6 aprile 2012 - Undicimilacinquecentoquarantuno sedie vuote occuperanno oggi Sarajevo. Undicimilacinquecentoquarantuno quante le vittime della guerra interetnica iniziata il 6 aprile del 1992 a Sarajevo e durata millequattrocentoventicinque giorni, aggiudicandosi tristemente il record di conflitto più lungo della storia moderna.
Il 5 aprile 1992 migliaia di bosniaci sfilavano in pace a Sarajevo per scongiurare l’acuirsi delle tensioni dopo la separazione della Bosnia dalla Jugoslavia. Ma i cecchini serbo-bosniaci spararono proprio sui manifestanti per la pace, e il giorno dopo, quando l’indipendenza del Paese veniva riconosciuta ufficialmente dalla Comunità europea, la guerra era già iniziata.
Vent’anni dopo la Bosnia Erzegovina commemora quella triste giornata con undicimilacinquecentoquarantuno sedie vuote, davanti alle quali verrà suonato un concerto di due ore per quella platea senza volto e senza voce a cui è stata tolta per sempre la possibilità di assistere a un concerto, in nome di qualcosa o qualcuno che non ha più importanza, così come non ne aveva allora.
Nello stesso giorno verrà anche inaugurato il “Museo dell’assedio di Sarajevo - l’arte di vivere 1992-96” dedicato a tutte le vittime e presso l’Hotel Holiday Inn si riuniranno i reporter che seguirono il conflitto.
Il VIS, che insieme ai Salesiani opera dal 2006 nel Centro Scolastico Educativo Don Bosco di Žepĉe inseguendo l’obiettivo di raggiungere una convivenza pacifica tra ragazzi di etnie e religioni diverse attraverso la partecipazione ad attività sportive, ricreative e scolastiche, ha organizzato nel 2008 la Settimana di Educazione alla Mondialità itinerante che ha toccato la Croazia, la Serbia e la Bosnia Erzegovina. In ognuno dei Paesi i partecipanti hanno avuto l’opportunità di frequentare la comunità locale e ascoltarne i racconti. Ognuno aveva una ferita da medicare, una tomba da onorare, un brutto ricordo da dimenticare, una verità da raccontare. Respirare da vicino, in ogni città e in ogni incontro, un odio creato nel giro di pochissimo tempo che si è radicato in chi c’era e da ieri in poi verrà tramandato a chi ci sarà è un’esperienza agghiacciante.

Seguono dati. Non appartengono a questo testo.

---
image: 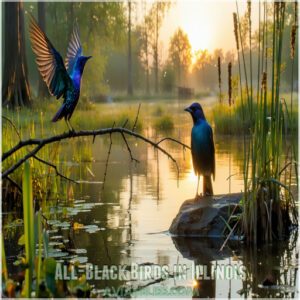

Ma dopo quattro anni di orrore, più di centomila vittime, ottomila civili musulmani uccisi, cosa ci si può aspettare? L’ Amore. L’unica cosa che può salvare, salvarli, salvarci dall’inevitabilità del dolore. Tutto il resto purtroppo è storia, quella che non vorremmo più raccontare, soprattutto oggi, a undicimilacinquecentoquarantuno sedie vuote.